Polish forces estimated 30 al-Sadr militiamen were killed in overnight fighting in the Shiite holy city of Karbala, including 17 near the Imam Hussein Shrine, Kimmitt said Monday.
Italian troops on Monday moved back to a military base they abandoned in Nasiriyah during fighting with the militiamen, who later left the base themselves, Italian officials said.
Italian military Chief of Staff Adm. Giampaolo Di Paola said he believed the insurgents departed after negotiations with Shiite leaders.
A corporal was killed during the fighting — the 20th Italian to die in Iraq. A U.S. airstrike against five vehicles in Nasiriyah killed an estimated 20 militiamen, Kimmitt said.

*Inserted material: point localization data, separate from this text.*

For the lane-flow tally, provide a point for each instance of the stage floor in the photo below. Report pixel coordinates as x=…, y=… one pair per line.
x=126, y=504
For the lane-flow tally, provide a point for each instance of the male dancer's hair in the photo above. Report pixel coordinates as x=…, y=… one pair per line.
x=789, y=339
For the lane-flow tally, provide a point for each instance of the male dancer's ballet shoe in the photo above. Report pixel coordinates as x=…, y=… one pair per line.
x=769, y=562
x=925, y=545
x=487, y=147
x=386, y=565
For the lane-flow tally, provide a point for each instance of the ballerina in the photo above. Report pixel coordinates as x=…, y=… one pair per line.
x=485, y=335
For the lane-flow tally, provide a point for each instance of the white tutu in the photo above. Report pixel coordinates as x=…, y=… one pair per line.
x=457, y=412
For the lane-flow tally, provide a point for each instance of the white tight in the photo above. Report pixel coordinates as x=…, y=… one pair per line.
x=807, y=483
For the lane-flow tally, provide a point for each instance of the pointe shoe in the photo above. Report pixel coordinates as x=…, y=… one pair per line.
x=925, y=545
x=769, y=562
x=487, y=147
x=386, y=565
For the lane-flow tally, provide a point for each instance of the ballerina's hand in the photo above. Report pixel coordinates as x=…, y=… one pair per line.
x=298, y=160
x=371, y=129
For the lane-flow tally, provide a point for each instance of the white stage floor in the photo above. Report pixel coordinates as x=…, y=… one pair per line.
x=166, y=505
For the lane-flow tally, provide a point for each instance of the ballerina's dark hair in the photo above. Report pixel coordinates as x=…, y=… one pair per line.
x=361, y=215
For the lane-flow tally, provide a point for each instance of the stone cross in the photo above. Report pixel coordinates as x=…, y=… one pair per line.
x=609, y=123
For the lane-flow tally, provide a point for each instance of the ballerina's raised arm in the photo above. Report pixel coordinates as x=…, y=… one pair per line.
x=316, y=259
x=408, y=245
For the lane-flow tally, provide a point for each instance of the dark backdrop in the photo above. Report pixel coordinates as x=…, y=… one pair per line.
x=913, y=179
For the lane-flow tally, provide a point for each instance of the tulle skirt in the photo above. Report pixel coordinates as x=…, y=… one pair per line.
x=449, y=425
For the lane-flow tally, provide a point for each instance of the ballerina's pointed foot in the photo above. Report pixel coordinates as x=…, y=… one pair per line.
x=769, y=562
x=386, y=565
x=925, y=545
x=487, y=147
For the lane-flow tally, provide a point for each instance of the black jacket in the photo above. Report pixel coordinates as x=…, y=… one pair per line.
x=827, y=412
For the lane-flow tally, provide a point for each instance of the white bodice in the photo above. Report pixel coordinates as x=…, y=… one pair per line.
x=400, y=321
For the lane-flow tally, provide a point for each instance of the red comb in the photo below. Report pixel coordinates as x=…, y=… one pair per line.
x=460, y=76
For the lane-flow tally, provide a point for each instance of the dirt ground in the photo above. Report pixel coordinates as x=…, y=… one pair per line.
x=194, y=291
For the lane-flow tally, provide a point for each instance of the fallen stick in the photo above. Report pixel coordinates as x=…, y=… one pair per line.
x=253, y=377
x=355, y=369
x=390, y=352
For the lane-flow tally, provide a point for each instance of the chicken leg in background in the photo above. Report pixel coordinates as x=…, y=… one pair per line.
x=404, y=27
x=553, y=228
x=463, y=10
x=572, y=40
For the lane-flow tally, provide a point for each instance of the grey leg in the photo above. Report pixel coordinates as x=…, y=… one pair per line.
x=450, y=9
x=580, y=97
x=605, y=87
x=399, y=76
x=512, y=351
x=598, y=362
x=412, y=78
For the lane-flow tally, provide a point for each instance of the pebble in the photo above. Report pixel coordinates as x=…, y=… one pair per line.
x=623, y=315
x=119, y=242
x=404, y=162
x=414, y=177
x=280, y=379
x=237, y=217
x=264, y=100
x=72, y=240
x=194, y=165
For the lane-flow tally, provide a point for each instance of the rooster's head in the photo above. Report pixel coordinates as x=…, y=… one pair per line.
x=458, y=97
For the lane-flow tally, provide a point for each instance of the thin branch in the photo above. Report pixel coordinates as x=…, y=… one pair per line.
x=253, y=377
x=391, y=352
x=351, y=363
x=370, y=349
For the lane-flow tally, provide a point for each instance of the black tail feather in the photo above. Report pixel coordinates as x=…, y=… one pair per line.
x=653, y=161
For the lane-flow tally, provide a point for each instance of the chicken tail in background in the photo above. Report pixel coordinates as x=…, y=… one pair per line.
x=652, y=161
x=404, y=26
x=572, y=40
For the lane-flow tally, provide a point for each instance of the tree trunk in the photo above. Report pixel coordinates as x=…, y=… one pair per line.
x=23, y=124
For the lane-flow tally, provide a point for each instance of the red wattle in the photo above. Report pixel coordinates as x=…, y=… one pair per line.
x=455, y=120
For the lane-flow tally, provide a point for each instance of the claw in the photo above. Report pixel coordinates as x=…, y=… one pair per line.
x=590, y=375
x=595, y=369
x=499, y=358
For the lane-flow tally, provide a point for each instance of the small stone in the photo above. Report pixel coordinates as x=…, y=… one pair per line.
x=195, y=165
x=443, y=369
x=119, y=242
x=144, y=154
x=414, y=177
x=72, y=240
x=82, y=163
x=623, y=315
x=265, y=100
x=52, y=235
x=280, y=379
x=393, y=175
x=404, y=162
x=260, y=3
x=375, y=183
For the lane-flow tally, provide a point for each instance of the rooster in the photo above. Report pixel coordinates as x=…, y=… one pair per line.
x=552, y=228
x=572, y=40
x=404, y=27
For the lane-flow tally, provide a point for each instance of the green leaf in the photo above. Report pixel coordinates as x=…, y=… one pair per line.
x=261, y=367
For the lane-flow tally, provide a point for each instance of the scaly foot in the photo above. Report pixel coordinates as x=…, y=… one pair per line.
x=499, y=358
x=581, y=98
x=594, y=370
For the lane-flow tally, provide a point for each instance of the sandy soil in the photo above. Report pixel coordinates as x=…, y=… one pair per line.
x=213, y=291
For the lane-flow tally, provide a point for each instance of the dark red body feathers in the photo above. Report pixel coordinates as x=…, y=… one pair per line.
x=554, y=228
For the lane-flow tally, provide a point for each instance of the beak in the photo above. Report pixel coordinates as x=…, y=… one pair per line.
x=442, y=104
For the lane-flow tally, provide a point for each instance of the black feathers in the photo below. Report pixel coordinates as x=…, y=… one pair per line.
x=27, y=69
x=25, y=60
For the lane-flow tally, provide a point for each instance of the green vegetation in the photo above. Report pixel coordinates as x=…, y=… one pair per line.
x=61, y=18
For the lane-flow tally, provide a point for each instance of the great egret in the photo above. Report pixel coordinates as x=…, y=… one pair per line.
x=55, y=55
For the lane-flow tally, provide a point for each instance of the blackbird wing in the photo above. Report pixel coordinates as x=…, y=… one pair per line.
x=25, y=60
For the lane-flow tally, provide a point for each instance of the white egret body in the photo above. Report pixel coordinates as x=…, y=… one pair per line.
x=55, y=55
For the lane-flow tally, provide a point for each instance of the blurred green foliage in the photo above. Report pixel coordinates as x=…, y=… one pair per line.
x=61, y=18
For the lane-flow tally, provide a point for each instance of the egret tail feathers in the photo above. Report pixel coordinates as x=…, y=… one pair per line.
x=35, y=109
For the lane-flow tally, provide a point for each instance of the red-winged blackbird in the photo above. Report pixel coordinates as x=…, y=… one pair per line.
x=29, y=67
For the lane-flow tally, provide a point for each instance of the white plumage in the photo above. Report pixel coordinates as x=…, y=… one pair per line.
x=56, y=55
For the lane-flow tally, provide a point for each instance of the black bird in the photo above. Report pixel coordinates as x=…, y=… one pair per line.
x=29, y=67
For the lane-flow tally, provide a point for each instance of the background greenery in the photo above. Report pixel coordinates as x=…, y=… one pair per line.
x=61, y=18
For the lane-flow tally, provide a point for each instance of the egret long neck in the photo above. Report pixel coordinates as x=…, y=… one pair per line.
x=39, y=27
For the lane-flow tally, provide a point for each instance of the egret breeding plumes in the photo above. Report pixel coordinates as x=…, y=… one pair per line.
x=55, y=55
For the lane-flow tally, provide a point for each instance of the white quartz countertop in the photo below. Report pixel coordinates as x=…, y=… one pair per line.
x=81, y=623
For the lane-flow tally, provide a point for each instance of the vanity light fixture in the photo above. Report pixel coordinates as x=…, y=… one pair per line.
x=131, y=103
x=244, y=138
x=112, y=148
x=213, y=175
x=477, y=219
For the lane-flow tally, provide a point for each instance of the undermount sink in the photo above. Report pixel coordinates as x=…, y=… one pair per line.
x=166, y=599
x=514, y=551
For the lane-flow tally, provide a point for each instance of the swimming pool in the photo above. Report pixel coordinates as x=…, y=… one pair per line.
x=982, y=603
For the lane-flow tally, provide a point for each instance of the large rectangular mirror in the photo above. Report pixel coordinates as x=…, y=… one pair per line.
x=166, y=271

According to Kimmitt, the sarin explosion was confirmed by the Iraqi Survey Group, a U.S. organization that has searched for weapons of mass destruction since Saddam's ouster last year.
The sarin was in an artillery shell that had been rigged as a bomb, Kimmit said. It was discovered by a U.S. convoy and exploded before it could be defused; the explosion released a small amount of sarin, Kimmitt said.
He said he believed that insurgents who rigged the artillery shell as a bomb didn't know it contained the nerve agent. "The former regime had declared all such rounds destroyed before the 1991 Gulf War," Kimmitt said.
Two former U.N. weapons inspectors, Hans Blix and David Kay, said the shell was likely scavenged from a dump and did not signify Iraq had stockpiles of such weapons.